Mathematical Modeling and Computational Methods for Electrostatic Interactions with Application to Biological Molecules
Mr. Jiayi Wen
Electrostatic interactions play an important role in many complex charged systems, such as biological molecules, soft matter material, nanofluids, and electrochemical devices. In this work, we develop mathematical theories and computational methods to understand such interactions, particularly in charged biological molecular systems. Our main contributions include: 1. Theoretical studies of mean-field variational models of ionic solution and that of molecular surfaces with the Poisson-Boltzmann electrostatics; 2. Design and implementation of the corresponding computational algorithms, and conduct extensive Monte Carlo simulations and numerical solutions of partial differential equations for charge-charge interactions; 3. Discovery of various interesting properties of charged molecules, validate some experimental results, and clarify some confusion in literature.
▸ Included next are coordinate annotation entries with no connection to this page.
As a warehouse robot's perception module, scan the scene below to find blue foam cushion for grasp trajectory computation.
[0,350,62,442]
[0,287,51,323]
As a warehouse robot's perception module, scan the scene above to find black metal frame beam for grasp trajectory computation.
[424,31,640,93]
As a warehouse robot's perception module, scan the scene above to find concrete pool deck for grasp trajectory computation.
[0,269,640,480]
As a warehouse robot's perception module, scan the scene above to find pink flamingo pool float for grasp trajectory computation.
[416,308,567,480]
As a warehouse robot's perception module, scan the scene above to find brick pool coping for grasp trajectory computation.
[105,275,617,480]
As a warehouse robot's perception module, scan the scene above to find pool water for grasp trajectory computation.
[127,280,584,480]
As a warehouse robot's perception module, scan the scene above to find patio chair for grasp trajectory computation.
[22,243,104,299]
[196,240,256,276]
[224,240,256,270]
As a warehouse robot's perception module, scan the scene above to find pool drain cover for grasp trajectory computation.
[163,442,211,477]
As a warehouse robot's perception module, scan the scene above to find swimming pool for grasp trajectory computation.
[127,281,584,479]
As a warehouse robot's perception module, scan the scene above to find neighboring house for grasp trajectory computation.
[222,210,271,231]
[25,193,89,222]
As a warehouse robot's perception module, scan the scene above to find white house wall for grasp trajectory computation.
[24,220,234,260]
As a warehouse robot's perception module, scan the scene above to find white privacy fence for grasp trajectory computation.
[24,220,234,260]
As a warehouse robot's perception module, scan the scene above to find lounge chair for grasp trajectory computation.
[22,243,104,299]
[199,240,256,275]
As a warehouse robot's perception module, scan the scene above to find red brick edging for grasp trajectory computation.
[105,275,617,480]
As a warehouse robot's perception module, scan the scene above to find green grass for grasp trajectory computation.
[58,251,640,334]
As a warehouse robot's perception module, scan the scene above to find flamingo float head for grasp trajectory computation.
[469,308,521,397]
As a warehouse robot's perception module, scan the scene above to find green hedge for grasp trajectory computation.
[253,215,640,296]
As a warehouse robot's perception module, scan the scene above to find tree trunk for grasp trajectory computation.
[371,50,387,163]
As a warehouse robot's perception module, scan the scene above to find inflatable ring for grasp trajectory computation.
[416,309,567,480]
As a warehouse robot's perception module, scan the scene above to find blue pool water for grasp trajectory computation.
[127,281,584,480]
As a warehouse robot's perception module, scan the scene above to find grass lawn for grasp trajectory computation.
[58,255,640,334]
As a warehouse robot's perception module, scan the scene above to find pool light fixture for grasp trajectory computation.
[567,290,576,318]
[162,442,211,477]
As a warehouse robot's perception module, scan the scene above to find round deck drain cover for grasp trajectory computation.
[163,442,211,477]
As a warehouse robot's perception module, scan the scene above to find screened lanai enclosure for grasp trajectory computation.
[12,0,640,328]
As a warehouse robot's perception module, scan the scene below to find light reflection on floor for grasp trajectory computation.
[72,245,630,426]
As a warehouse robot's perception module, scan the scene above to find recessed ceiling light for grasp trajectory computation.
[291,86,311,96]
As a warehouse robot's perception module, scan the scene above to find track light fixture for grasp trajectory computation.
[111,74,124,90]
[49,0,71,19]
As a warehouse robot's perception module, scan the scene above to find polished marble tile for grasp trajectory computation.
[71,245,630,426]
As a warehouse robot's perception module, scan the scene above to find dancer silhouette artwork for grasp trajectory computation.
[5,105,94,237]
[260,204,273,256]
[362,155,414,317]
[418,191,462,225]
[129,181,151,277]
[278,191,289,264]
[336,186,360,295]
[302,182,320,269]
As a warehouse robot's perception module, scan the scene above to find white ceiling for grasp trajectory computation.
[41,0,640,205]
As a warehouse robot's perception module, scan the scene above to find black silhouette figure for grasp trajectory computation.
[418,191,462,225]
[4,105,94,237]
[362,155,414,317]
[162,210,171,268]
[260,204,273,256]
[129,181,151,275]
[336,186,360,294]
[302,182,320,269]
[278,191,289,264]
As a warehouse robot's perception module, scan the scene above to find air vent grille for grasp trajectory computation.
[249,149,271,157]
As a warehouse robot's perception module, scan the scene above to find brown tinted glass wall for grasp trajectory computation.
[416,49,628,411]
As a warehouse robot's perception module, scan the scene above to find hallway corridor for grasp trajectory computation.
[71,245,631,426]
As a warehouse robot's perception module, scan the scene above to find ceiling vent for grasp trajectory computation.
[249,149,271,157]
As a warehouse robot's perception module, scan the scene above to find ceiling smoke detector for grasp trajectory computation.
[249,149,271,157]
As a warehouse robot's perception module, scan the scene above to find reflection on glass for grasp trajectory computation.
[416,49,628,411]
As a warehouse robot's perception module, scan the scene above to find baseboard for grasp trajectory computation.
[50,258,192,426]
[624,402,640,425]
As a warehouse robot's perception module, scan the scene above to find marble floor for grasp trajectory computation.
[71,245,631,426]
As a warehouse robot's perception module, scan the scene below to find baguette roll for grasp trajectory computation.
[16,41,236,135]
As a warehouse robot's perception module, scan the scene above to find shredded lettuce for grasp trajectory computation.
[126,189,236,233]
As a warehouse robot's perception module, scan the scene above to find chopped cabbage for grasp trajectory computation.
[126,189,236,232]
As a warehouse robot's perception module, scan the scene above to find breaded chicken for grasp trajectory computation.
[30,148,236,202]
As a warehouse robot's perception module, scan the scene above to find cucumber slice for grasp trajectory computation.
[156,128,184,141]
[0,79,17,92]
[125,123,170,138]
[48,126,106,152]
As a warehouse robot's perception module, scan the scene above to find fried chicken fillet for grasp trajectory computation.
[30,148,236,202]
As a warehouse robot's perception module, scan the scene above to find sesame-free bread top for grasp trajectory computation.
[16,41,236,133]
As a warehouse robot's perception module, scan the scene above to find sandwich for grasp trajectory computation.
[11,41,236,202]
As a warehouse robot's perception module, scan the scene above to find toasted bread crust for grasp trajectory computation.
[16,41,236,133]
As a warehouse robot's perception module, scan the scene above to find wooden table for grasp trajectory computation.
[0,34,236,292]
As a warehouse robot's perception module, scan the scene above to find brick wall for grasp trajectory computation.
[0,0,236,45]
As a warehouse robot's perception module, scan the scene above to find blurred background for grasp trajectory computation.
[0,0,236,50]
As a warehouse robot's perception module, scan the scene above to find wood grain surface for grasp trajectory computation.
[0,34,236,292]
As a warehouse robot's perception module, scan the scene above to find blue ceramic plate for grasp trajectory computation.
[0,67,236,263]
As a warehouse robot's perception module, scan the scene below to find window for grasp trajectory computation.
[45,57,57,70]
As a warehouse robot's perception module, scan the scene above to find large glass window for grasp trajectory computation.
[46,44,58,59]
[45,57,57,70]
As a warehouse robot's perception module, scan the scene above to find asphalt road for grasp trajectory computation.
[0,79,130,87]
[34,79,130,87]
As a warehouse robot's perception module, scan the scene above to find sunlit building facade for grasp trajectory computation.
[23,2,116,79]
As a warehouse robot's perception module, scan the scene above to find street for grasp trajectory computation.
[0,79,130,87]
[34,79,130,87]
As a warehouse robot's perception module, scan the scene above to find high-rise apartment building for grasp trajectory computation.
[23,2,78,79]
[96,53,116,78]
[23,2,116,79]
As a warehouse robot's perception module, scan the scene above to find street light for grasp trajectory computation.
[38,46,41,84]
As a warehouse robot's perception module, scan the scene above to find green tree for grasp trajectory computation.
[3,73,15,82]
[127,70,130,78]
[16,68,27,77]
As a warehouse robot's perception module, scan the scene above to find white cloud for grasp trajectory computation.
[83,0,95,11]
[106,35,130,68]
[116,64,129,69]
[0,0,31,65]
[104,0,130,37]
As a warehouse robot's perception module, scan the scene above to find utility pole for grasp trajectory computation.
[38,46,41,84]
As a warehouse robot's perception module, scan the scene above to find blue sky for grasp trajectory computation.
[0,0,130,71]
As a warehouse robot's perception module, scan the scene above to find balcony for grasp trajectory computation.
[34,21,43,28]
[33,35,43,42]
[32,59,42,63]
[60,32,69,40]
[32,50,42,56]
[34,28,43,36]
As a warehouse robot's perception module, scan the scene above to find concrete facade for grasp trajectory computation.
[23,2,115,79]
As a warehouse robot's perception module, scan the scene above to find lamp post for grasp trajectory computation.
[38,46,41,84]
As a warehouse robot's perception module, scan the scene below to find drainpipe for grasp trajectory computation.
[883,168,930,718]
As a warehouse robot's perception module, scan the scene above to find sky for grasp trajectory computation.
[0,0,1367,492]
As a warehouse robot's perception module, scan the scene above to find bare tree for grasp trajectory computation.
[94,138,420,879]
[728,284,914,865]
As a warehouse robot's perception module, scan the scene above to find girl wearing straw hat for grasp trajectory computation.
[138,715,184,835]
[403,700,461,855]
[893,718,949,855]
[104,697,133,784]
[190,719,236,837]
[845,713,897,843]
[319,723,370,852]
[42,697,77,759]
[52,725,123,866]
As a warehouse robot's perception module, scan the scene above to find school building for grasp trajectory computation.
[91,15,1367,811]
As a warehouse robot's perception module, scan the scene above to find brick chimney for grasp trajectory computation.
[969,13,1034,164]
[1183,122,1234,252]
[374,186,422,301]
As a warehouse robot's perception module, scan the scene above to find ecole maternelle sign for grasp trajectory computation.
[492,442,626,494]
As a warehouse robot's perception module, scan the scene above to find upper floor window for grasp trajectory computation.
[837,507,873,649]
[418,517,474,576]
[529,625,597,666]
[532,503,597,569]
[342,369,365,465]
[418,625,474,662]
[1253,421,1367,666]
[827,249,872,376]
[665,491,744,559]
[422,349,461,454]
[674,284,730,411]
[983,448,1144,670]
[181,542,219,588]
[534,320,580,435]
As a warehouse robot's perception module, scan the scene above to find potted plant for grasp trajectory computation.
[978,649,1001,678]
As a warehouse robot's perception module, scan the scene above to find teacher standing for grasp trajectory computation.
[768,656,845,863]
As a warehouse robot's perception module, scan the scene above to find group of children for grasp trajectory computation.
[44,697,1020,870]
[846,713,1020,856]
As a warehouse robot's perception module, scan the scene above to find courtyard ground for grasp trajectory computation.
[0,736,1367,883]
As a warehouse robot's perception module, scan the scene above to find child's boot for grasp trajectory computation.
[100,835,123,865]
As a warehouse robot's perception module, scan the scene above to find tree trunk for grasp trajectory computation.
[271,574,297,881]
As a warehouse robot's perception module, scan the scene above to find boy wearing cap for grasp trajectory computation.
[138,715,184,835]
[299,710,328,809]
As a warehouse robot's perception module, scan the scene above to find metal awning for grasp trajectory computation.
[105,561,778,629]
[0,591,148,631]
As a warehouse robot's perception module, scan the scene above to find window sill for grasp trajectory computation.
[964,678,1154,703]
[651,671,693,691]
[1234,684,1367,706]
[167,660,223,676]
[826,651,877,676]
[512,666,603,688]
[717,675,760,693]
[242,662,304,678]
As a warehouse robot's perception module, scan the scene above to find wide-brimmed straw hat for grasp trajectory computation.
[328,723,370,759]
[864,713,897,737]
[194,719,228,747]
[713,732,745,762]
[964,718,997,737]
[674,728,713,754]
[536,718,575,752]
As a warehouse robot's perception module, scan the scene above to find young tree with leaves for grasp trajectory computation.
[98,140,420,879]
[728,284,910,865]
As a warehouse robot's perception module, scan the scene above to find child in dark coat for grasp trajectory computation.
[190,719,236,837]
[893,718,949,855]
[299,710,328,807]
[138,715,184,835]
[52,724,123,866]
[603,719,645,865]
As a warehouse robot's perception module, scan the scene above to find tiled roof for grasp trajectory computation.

A common theme of this work is the variational approach. Many physical effects such as ionic size effects, solvent entropy, concentration dependent dielectric response can be incorporated into a mean-field free-energy functional of ionic concentrations coupled with the Poisson equation for electrostatics. The techniques of analysis developed in this work may help improve the understanding of the underlying physical properties of charged systems and provide new ways of studying analytically and numerically other problems in the calculus of variations.